It was through a haze of teary nostalgia that I wrote this issue's editor's letter. (See below) I got almost everything right about that fabled 1993 season. The crisp fall air, the roar of the crowd in Romney stadium, the baritone of the play by play.

That was the year that the USU Aggies beat BYU and went on to the Vegas bowl, which by Aggie Football standards was a pretty exciting year and I was on the sidelines for all of it. I covered every home game for the Statesman, the student newspaper. I was there for the Coach's gatorade bath at the BYU game, the road trip to Vegas, the Imperial Palace, Jerry Tarkanian's night club (where I  met Evander Holyfield in the bathroom) and so believe me, I know the the coach's name is not Mike Weatherbie. It's Charlie. Charlie Weatherbie. No idea where Mike came from, although it does sound more "coachy" than Charlie. That's all I got.
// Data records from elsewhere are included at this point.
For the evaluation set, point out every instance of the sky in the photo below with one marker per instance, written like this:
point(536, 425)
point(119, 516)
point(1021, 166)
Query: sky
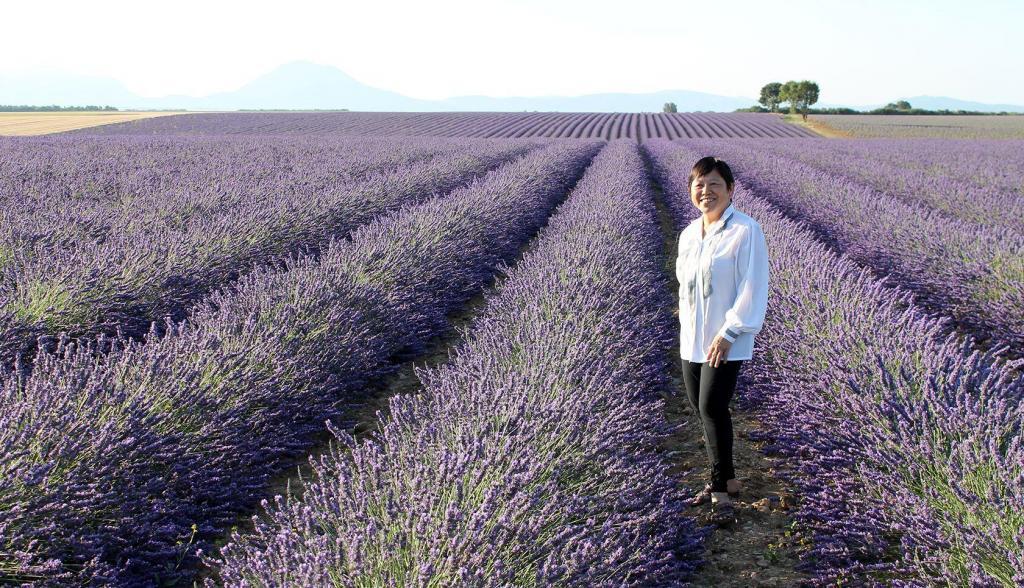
point(858, 51)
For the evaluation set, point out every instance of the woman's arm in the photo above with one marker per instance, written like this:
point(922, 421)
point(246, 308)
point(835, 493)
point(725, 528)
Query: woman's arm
point(748, 312)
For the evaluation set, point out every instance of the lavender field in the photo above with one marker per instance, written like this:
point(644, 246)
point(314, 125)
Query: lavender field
point(194, 306)
point(606, 126)
point(927, 126)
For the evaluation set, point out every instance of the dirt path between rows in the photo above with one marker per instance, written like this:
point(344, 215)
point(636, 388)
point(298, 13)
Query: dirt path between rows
point(761, 546)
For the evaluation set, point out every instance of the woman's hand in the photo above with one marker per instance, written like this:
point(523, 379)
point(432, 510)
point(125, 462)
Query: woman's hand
point(719, 351)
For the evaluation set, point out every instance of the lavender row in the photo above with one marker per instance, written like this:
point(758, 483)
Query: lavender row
point(530, 459)
point(638, 126)
point(62, 192)
point(118, 468)
point(933, 127)
point(996, 164)
point(906, 443)
point(127, 283)
point(974, 275)
point(880, 166)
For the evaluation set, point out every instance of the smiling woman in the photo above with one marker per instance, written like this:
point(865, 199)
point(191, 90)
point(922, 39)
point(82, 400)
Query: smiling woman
point(723, 275)
point(35, 123)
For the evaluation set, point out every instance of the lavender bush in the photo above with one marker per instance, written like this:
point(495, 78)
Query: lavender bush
point(958, 192)
point(118, 468)
point(924, 126)
point(906, 442)
point(135, 276)
point(639, 126)
point(60, 191)
point(530, 458)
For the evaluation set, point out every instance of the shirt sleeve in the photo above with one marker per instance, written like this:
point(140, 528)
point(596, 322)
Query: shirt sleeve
point(748, 312)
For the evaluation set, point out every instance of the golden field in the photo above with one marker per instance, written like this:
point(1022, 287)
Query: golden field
point(25, 124)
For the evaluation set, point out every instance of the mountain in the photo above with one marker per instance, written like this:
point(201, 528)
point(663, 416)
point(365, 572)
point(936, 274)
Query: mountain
point(302, 85)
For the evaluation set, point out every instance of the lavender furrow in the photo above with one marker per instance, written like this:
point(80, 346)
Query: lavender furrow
point(973, 275)
point(870, 401)
point(118, 468)
point(956, 198)
point(530, 459)
point(126, 284)
point(597, 125)
point(60, 193)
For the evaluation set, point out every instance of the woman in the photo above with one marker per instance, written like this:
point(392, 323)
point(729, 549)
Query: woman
point(723, 293)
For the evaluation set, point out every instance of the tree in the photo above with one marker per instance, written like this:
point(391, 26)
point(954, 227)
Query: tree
point(898, 106)
point(808, 92)
point(800, 95)
point(770, 96)
point(790, 92)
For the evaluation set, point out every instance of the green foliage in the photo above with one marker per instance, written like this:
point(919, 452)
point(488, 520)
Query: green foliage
point(800, 95)
point(898, 106)
point(770, 96)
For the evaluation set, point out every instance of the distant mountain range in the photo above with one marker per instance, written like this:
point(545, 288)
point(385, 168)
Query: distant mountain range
point(302, 85)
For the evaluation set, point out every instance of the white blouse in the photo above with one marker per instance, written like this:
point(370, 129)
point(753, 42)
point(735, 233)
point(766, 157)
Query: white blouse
point(723, 285)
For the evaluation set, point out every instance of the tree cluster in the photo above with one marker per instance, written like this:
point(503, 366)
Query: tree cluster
point(800, 95)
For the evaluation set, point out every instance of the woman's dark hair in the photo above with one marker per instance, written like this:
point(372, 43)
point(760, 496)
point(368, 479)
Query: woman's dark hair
point(710, 164)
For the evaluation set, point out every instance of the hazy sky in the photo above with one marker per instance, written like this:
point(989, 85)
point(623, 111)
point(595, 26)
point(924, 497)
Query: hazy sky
point(859, 52)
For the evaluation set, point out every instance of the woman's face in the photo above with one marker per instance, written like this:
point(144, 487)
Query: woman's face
point(710, 194)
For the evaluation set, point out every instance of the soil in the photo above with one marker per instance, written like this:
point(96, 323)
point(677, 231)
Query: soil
point(761, 545)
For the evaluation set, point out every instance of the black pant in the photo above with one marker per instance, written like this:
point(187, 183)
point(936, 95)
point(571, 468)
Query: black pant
point(710, 390)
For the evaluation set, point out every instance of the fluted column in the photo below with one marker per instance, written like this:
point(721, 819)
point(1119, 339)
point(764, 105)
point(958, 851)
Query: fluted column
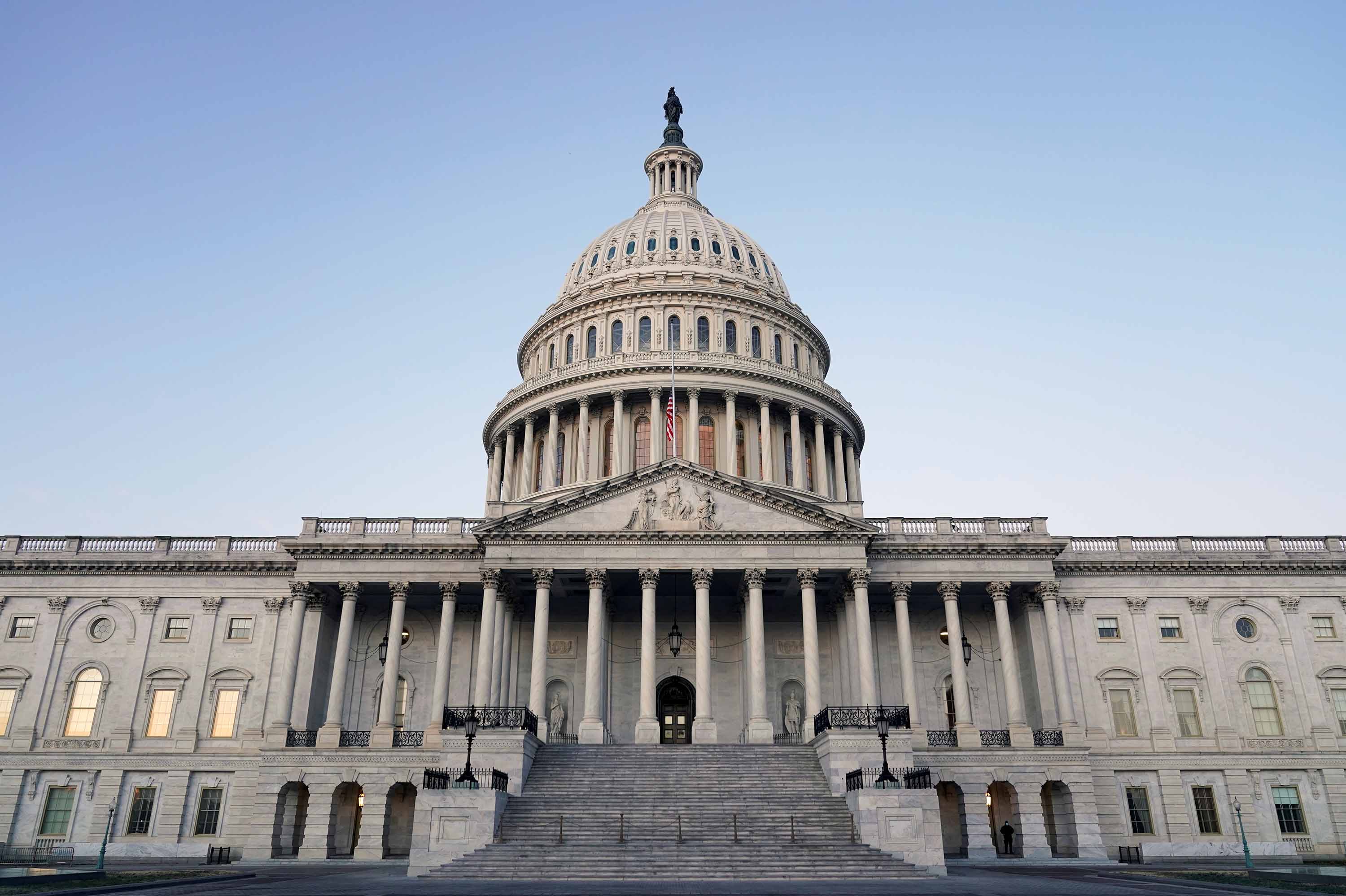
point(761, 730)
point(383, 734)
point(508, 485)
point(812, 673)
point(968, 735)
point(796, 450)
point(582, 471)
point(839, 463)
point(765, 404)
point(901, 591)
point(591, 727)
point(486, 638)
point(731, 435)
point(648, 724)
point(704, 728)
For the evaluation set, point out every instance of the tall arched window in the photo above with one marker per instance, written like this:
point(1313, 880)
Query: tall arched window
point(642, 442)
point(84, 704)
point(1262, 697)
point(706, 442)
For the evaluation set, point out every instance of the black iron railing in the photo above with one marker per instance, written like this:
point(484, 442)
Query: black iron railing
point(447, 779)
point(353, 739)
point(937, 738)
point(859, 717)
point(906, 779)
point(995, 739)
point(1048, 738)
point(302, 738)
point(517, 717)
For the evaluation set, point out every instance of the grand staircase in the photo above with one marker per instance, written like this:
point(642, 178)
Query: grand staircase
point(688, 812)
Please forgive me my fellow Aggies. I will make sure a correction appears in our next issue.  And please, please stop calling me.

Here's the column in all it's glory, with the offending "Mike" cut out.

The Frozen Tundra

It was my first-ever college football game. Cougar Stadium. Utes battling the hated Cougars. The Holy War. I was 12 years old, in the nosebleed seats, way above on the 40-yard line. And. I. Was. Miserable.

This game would go down in the history books as the "Snow Bowl," and I can tell you it lived up to its legendary moniker. Sitting there in that blizzard, I decided then and there that the 60,000 people crowding Cougar Stadium were 60,000 lunatics.

Teeth chattering, I begged my father to go home, but he was equally trapped, having accepted a ride from a rabid Ute-fan who was not leaving until the final second. And, because I was with my Dad, I was dressed totally wrong, sneakers, jeans, a thin windbreaker between me and the steady deluge of wet, early season snow falling in my lap. How had my mother let me leave the house like this? And where was my mother? Oh, Yeah. Home. Warm. Not freezing in Provo. Apparently BYU won, on a tragically missed Utah field goal. My hypothermic brain could not have cared less.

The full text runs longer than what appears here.